Sie spielte in einer Sat.1-Telenovela mit, nahm erfolgreich an der TV-Show Germany’s Next Top Model teil, und arbeitet heute als Model und Moderatorin: Fiona Erdmann. Mit ihren 100.000 Followern gehört sie zu den beliebtesten Influencerinnen Deutschlands. Dabei lebt die 30-Jährige seit fast zwei Jahren in Dubai, wo sich der energiegeladene Instagram-Star eine zweite Existenz aufbaut.

Nachgehakt: 7 Fragen an Fiona Erdmann

Mit welcher Persönlichkeit würden Sie gerne einmal debattieren und worüber?

Nun, um beispielhaft bei dem vorhin schon erwähnten Punkt zu bleiben, mit Frau Christine Lambrecht, der deutschen Bundesjustizministerin. Worüber, das lässt sich leicht erraten, natürlich die aus meiner Sicht dringend erforderliche Anpassung des Wettbewerbsrechts an die neuen Medien.

Wie würden Sie Ihren Diskussionsstil beschreiben?

Fair, offen, souverän, bestimmt, aber auch bereit zuzuhören und ggf. Zugeständnisse zu machen, wo es sachlich angebracht ist. 

Was machen Sie am liebsten nach einer anstrengenden Diskussion?

Um eventuelle Frustpotenziale loszuwerden, treibe ich Sport.

Ergänzen Sie bitte diesen Satz: " In Diskussionen kann ich überhaupt nicht leiden,.."

… wenn mein Diskussionspartner mir ständig oder wiederholt ins Wort fällt. Oder wenn dieser unfair agiert. 

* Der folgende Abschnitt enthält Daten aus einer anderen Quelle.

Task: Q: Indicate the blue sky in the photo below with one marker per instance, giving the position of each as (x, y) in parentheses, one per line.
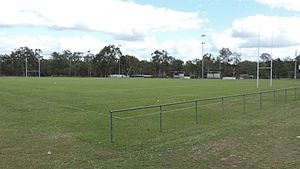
(141, 26)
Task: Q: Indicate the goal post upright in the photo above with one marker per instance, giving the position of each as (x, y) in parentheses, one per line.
(257, 71)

Wer ist Ihr Vorbild im Debattieren?

Ich habe einige Vorbilder, allerdings meinen persönlichen und beruflichen Lebensbereich betreffend. Da ich Debattieren nicht als mein “Kerngeschäft” betrachte, hat sich bisher noch nicht die Gelegenheit ergeben, über ein “Idol” in puncto Diskussionskultur auch nur ansatzweise nachzudenken. 

Wer hat Sie in einer Debatte besonders überrascht?

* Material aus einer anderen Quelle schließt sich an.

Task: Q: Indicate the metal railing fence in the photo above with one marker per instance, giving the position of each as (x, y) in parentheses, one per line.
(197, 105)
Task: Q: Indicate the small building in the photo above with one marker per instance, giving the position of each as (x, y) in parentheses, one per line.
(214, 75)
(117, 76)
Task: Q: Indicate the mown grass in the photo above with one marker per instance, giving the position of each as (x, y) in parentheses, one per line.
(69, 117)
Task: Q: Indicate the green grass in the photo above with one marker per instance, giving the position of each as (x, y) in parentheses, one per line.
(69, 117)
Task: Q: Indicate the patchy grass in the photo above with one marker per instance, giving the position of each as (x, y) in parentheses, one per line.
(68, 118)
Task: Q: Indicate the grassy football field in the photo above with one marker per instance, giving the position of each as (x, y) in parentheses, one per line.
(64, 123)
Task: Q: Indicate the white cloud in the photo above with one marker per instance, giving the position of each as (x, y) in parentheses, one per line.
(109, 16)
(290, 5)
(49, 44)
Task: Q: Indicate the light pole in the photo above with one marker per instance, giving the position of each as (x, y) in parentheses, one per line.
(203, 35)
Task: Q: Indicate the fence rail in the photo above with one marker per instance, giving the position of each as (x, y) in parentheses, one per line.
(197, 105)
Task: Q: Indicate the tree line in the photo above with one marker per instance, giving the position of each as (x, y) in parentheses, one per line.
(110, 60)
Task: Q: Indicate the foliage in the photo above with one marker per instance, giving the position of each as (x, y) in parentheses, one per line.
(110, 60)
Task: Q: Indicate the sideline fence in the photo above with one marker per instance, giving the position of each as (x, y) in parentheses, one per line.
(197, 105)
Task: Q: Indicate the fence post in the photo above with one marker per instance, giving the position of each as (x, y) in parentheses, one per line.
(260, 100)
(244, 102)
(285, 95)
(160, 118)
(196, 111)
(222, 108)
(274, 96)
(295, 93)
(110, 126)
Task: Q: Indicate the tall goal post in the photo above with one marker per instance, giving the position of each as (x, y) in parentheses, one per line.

Ich finde Markus Lanz ganz cool, weil er bei verschärften Situationen gut umlenken kann, aber manchmal geht er nicht wirklich auf seinen Gesprächspartner ein, sondern feuert eine Frage nach der anderen ab, ohne wirklich nachzuhaken.

Welche(r) TV-Moderatorin/ TV-Moderator überzeugt Dich in Debatten am meisten? Sandra Maischberger, Tilo Jung (Jung & Naiv), Michel Friedman oder Anne Will?

Ich schaue wirklich sehr selten deutsches TV, vor allem seitdem ich in Dubai lebe. Von daher möchte ich mich hier nicht festlegen.